Bundesweit sorgen Internet-Hetzer*innen für Rücktritte von Kommunalpolitiker*innen
An diesem Beispiel lässt sich schließlich die Verrohung der Sprache im politischen Diskurs, insbesondere in den „sozialen“ Medien beobachten. In Aurich trugen die dauernden Anfeindungen des Ego-Bloggers sogar zum Rücktritt unserer SPD-Fraktionsvorsitzenden bei. Ihr CDU-Kollege erklärte daraufhin sein Bedauern – lässt die meist gegen Frauen gerichteten und teils rassistischen Äußerungen seines Parteifreundes aber unkommentiert.
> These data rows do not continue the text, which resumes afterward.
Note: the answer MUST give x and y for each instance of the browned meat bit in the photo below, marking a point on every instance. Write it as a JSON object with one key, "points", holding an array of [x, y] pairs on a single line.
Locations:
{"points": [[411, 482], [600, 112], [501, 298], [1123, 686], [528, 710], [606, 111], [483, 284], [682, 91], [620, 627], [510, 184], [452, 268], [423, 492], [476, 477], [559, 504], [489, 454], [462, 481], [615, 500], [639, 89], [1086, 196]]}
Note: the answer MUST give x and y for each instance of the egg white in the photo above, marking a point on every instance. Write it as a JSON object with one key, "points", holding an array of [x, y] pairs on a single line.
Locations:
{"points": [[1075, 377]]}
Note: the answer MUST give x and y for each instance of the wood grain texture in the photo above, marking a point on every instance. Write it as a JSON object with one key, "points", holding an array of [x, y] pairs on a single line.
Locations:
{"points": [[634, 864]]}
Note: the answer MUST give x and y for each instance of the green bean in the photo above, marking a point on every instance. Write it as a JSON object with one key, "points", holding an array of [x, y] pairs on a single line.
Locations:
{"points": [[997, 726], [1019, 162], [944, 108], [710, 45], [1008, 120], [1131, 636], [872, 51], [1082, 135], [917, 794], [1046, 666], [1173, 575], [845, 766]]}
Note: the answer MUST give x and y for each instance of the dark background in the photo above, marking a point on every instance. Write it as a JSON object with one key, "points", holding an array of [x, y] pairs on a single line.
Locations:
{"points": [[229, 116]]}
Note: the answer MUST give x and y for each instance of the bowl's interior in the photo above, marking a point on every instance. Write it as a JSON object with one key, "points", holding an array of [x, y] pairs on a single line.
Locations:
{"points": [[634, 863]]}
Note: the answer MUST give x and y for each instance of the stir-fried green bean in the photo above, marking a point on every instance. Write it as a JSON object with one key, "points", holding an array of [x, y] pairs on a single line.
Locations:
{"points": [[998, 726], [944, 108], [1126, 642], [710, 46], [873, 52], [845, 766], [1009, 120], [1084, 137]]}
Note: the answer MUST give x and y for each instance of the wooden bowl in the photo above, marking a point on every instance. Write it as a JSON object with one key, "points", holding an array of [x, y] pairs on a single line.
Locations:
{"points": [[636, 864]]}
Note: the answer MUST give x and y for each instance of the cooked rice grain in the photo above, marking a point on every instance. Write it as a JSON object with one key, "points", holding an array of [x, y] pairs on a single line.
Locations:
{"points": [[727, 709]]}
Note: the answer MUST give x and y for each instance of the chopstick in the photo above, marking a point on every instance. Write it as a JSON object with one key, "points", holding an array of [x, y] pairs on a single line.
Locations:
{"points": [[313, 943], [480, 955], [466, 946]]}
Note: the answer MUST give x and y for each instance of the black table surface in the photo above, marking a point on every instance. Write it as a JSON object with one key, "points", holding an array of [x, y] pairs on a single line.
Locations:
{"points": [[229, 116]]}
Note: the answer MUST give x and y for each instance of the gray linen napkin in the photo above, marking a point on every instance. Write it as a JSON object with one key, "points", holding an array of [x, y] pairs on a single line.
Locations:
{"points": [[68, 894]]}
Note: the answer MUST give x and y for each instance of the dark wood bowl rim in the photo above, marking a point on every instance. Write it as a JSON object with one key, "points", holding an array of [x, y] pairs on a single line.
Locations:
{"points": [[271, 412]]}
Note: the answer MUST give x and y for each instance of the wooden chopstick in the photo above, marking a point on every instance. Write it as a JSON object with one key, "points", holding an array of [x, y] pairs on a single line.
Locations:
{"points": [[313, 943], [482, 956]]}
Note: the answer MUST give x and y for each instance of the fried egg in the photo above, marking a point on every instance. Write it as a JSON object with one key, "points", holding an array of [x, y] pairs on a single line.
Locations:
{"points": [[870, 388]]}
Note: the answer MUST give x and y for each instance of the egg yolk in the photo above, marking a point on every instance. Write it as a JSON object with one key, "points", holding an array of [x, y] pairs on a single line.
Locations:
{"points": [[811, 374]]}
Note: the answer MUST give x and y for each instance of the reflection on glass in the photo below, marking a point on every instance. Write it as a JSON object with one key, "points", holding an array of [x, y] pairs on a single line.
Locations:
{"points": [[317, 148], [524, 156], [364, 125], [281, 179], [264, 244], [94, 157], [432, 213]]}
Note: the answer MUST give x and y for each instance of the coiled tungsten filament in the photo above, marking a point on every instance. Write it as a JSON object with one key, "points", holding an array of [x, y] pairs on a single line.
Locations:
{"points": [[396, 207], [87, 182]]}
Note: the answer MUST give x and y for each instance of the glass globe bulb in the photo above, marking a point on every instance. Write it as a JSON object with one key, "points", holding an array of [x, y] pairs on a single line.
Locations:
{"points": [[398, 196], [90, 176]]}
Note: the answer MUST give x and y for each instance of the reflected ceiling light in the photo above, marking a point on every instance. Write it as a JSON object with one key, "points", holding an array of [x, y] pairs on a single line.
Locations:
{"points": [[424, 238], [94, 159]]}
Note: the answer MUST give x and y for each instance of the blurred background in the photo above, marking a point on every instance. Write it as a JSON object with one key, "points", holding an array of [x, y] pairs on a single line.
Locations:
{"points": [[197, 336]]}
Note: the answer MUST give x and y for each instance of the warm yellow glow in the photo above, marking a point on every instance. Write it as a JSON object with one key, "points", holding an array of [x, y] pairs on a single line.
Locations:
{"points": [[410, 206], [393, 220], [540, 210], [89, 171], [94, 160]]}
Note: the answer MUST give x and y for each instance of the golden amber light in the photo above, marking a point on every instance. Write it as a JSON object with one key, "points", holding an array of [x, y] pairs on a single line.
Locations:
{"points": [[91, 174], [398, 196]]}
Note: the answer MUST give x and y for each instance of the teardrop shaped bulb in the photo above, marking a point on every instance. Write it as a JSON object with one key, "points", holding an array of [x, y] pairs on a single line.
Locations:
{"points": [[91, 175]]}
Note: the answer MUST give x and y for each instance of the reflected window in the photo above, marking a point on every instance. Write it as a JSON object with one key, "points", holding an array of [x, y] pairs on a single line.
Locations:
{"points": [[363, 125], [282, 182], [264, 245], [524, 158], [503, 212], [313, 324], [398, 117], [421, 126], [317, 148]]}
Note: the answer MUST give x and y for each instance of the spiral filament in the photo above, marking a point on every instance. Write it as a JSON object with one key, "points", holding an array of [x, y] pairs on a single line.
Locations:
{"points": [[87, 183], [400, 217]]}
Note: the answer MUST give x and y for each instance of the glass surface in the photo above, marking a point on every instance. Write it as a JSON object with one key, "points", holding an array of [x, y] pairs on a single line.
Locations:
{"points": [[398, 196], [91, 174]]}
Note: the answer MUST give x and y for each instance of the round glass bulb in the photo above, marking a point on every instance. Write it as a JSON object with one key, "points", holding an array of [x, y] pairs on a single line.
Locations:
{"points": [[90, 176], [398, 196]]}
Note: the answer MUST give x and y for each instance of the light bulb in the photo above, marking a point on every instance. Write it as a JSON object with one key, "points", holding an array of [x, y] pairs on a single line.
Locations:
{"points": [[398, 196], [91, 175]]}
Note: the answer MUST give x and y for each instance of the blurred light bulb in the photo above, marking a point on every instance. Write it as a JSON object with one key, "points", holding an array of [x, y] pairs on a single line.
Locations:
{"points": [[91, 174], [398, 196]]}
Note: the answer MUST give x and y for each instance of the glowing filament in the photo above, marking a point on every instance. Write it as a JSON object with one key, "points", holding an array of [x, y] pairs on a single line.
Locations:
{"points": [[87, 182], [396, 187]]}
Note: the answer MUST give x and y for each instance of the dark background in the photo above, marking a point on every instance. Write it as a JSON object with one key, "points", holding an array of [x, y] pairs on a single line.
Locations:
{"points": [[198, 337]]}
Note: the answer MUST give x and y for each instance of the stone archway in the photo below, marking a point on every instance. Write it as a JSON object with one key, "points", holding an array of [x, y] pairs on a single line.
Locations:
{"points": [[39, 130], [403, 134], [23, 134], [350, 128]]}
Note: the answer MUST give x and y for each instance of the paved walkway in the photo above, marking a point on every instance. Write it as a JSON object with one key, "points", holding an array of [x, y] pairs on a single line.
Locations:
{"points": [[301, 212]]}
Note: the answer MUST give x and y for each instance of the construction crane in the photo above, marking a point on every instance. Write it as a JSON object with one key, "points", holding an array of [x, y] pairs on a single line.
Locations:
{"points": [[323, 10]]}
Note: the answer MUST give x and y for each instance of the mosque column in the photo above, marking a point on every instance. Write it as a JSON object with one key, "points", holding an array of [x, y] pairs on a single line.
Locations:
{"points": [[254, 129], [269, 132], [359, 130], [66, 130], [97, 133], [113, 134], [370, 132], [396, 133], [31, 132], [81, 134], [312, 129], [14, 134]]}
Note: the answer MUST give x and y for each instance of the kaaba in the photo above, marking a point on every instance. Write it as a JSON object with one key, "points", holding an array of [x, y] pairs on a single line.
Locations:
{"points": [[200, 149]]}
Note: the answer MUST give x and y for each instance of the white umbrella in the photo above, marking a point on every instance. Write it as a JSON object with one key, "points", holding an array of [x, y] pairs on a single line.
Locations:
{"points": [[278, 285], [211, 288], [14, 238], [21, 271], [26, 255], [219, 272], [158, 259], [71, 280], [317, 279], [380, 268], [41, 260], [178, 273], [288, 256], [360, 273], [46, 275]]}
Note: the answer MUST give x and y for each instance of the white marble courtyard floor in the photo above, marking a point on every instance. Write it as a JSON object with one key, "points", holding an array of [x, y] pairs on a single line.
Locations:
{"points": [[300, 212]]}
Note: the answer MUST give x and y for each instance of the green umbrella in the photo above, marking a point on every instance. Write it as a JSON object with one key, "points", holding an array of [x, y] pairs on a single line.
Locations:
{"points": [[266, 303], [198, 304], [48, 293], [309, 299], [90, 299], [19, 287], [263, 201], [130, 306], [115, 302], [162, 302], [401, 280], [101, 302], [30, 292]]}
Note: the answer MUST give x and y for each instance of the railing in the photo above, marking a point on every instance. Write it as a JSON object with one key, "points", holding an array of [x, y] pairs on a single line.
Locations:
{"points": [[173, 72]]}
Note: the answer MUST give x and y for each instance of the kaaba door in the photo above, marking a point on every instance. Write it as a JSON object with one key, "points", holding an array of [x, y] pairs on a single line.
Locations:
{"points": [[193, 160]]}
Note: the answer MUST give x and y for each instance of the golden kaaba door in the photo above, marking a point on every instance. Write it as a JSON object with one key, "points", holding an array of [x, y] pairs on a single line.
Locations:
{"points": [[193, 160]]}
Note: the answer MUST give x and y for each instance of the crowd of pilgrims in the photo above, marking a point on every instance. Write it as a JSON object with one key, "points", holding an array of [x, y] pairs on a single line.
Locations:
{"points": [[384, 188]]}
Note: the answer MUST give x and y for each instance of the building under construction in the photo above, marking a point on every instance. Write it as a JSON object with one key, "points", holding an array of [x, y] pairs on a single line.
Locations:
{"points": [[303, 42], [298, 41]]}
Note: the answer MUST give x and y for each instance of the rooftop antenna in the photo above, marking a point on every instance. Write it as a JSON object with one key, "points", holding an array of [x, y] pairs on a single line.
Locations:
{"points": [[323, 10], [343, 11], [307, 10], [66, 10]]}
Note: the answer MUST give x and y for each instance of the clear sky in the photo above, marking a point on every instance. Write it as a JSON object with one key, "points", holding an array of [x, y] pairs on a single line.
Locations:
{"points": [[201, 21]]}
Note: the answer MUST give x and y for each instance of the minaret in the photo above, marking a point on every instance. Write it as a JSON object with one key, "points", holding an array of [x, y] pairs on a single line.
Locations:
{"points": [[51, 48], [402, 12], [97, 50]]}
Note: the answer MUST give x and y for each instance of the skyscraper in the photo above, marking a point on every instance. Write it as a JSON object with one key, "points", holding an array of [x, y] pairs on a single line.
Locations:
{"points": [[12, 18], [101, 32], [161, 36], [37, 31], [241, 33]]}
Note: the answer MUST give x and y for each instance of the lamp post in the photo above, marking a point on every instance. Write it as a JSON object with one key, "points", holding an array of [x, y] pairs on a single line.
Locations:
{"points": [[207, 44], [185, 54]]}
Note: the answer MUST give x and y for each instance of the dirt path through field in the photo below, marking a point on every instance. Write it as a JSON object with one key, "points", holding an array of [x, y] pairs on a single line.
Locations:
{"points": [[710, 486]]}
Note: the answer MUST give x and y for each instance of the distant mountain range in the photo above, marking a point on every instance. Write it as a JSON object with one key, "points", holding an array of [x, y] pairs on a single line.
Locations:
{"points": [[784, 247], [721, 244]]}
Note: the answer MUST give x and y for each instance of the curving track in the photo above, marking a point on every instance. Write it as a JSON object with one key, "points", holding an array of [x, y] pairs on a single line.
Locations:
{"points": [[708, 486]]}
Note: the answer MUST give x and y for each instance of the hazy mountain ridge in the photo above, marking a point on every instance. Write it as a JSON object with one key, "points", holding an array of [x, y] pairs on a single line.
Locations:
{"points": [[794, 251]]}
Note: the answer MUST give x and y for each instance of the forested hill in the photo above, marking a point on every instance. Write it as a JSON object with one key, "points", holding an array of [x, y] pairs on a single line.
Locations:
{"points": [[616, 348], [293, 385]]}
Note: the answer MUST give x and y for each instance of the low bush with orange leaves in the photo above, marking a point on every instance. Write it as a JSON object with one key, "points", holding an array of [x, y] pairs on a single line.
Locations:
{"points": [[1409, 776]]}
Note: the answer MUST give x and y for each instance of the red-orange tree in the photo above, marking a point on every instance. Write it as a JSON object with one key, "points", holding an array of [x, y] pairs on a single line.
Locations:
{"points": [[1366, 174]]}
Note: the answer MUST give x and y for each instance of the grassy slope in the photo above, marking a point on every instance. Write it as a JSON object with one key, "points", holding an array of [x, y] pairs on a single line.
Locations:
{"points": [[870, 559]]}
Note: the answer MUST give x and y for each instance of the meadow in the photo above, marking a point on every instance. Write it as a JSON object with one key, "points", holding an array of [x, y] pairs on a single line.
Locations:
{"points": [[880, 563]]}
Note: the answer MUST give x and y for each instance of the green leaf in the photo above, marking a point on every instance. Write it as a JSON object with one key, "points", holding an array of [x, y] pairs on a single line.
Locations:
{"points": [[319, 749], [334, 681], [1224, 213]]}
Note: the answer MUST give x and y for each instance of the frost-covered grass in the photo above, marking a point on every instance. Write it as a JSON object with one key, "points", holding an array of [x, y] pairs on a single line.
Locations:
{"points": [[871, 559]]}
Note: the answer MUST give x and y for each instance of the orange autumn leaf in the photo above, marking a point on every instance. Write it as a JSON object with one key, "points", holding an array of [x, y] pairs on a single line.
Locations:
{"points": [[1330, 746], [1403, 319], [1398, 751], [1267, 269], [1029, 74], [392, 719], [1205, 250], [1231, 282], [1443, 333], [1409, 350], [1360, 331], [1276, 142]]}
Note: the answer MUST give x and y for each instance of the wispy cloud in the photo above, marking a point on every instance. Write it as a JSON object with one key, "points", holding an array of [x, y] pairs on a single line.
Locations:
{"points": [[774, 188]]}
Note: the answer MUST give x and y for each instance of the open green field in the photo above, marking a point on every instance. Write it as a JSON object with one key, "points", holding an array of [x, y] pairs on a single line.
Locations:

Dabei wäre es geboten, seiner diffamierenden Art der Berichterstattung Einhalt zu gebieten: Denn Stefan Dunkmann beleidigt schließlich nicht nur Ratsleute und spricht von der „angeblichen Corona-Pandemie “, sondern wird auch von bürgerlichen Kräften in unserer Stadt hofiert – was mir als Demokrat zunehmend Sorge bereitet.
Um zu sehen, wo Spalterei, Lügen und Hass in der aktuellen Corona-Krise, viel mehr aber in der längst überfälligen Rassismus-Debatte hinführen, müssen wir nicht in die USA schauen. Wir können es in unseren Kommunen vor unserer Haustür erleben. Bei uns in Ostfriesland sagt man „Elk kann wat don“: Wir alle können etwas tun, indem wir uns über Anfeindungen gegen demokratische Kommunalpolitiker*innen, Andersdenke und Minderheiten empören – sage nein!
Steffen Haake
ist in Ostfriesland in der SPD engagiert und Mitglied im Auricher Stadtrat. Wenn er nicht gerade Tee trinkt, berät der Politologe Ministerien und Kommunen.